A company we deal with had a pretty nasty problem recently. They were doing some major VMWare changes, including networking, and were using Storage VMotion to move from one datastore to another, on the same aggregate.
Sounds good, right? Well, there’s a well intentioned, historic, feature in NetApp’s Data ONTAP, of aggregate snapshots. The problem this company faced was due to aggregate level snapshots – while they are set to auto-delete, the blocks are not immediately freed (but the space looked available). There is a low priority free space reaper process that actually makes the blocks writable again. With the blocks unavailable, the aggregate was essentially full, leading to the usual result that WAFL exhaustion leads to, of glacial latency, which reduces the effectiveness of the space freeing process too, making it even worse. And in this case, a whole company going home. Background freeing of blocks is one of those features that makes sense – but as aggregates got bigger and bigger, and over 16TB, there exists a greater impact of whole-volume scan operations.

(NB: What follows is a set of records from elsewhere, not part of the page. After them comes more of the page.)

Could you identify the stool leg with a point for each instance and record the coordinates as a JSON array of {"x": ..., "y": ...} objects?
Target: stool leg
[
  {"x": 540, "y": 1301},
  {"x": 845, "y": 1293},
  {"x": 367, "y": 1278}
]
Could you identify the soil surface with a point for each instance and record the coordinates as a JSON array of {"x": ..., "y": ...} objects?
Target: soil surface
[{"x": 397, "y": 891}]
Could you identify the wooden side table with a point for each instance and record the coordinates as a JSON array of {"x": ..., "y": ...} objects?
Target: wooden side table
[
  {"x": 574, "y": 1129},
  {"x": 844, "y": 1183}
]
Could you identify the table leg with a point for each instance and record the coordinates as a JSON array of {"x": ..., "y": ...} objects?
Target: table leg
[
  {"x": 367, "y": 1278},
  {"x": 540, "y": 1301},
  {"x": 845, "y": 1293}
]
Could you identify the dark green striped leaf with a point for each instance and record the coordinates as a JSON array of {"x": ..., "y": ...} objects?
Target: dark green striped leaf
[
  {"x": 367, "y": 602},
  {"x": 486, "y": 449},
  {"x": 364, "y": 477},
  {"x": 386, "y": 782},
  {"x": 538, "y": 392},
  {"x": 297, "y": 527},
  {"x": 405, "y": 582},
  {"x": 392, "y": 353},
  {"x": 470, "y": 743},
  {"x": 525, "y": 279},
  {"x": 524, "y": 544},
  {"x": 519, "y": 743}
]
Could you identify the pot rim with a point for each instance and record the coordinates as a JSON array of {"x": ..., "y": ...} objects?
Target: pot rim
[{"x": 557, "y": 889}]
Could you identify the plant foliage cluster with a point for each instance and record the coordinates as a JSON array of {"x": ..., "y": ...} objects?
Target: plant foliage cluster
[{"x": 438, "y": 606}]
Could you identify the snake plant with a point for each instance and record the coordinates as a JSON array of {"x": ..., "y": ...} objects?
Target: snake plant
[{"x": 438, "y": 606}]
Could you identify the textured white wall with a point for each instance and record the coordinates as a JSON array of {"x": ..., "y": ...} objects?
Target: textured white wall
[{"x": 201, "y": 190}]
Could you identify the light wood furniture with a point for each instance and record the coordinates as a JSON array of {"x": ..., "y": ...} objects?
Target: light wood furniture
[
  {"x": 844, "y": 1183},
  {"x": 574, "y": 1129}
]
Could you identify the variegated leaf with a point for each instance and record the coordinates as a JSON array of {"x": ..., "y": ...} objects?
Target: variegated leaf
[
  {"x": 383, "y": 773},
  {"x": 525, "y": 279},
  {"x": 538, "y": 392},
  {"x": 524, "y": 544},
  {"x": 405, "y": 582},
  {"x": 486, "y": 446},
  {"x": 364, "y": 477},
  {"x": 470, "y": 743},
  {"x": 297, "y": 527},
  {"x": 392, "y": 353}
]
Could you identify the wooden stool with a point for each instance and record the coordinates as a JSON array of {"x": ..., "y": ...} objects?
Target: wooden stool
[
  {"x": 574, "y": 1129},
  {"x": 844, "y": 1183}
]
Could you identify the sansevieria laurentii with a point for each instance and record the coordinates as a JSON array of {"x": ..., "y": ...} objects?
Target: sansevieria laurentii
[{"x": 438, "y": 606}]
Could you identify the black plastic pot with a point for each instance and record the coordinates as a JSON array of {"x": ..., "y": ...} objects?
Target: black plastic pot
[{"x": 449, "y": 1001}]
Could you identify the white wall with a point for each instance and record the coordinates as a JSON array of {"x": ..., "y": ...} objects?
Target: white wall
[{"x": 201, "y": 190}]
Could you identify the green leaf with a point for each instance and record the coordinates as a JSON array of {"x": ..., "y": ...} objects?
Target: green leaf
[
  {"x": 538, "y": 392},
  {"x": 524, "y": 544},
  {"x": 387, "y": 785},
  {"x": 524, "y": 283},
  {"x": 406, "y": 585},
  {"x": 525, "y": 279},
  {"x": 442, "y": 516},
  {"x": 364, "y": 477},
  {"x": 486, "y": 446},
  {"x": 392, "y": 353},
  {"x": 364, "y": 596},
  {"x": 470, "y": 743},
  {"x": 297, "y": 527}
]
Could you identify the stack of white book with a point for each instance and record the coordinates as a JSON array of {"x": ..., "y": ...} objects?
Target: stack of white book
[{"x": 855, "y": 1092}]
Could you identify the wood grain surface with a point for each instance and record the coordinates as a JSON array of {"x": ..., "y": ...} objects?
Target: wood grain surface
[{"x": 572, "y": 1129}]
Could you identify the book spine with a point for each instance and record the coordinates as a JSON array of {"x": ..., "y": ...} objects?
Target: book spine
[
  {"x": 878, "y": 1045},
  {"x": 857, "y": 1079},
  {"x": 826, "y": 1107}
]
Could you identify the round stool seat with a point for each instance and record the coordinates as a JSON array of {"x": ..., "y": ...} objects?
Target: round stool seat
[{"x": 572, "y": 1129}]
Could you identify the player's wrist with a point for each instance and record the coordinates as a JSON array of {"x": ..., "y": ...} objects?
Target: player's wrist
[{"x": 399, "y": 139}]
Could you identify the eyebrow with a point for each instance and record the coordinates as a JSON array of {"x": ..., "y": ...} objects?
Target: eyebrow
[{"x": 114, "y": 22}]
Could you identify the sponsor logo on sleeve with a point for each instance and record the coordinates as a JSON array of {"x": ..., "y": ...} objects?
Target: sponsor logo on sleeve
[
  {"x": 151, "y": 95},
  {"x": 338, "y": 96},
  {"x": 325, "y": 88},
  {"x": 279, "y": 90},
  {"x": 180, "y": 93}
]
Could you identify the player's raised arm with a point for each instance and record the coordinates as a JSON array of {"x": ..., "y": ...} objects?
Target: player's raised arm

Normally you make snapshots of volumes, for connected system backups, recovery, etc. Aggregate level ones were a failsafe of last resort for ONTAP. From really early days, NetApp systems have had a battery to keep the NVMEM cache alive, even if the system looses power. When it comes back on, those changes are flushed to disk, and WAFL is once again consistent. The batteries used in the time I’ve dealt with NetApp have allowed for a 72 hour power outage. At times, however, this is not enough. ONTAP will boot, and find WAFL is inconsistent, and run essentially a fsck (wafliron). Usually that works. Sometimes, it doesn’t, and then you have a Very Big Problem. Aggregate level snapshots can save you here – the same way a LUN snapshot might save an attached system.
This all changed with the FAS8000 series – these systems have a battery too, but they use it to de-stage the NVMEM to an SSD. This means they can withstand outages longer than 72 hours. Which means there is no need for aggregate snapshots on the FAS8020, FAS8040, FAS8060 and FAS8080EX systems. I’d go so far as to turn them off on all systems. After the problems this company faced, I’ll be doing it for everyone.
There is one downside – aggregate snapshots can save you if you delete the wrong volume. You move any other volumes off the aggregate (yay cDOT), assuming you have another one, then revert the aggregate. This risk is usually addressed with snapvaults/snapmirrors/backup software, but it’s worth remembering. Aggregate snapshots are also used by syncmirror and Metrocluster, as outlined in this article, but in my market segment, these aren’t major uses.
This KB from NetApp recommends they be turned off for data aggregates, which like flow control on 10GbE ports, makes you wonder why this isn’t the default setting. So, check your systems folks, and turn off your aggregate snapshots, especially if you have FAS8000 systems.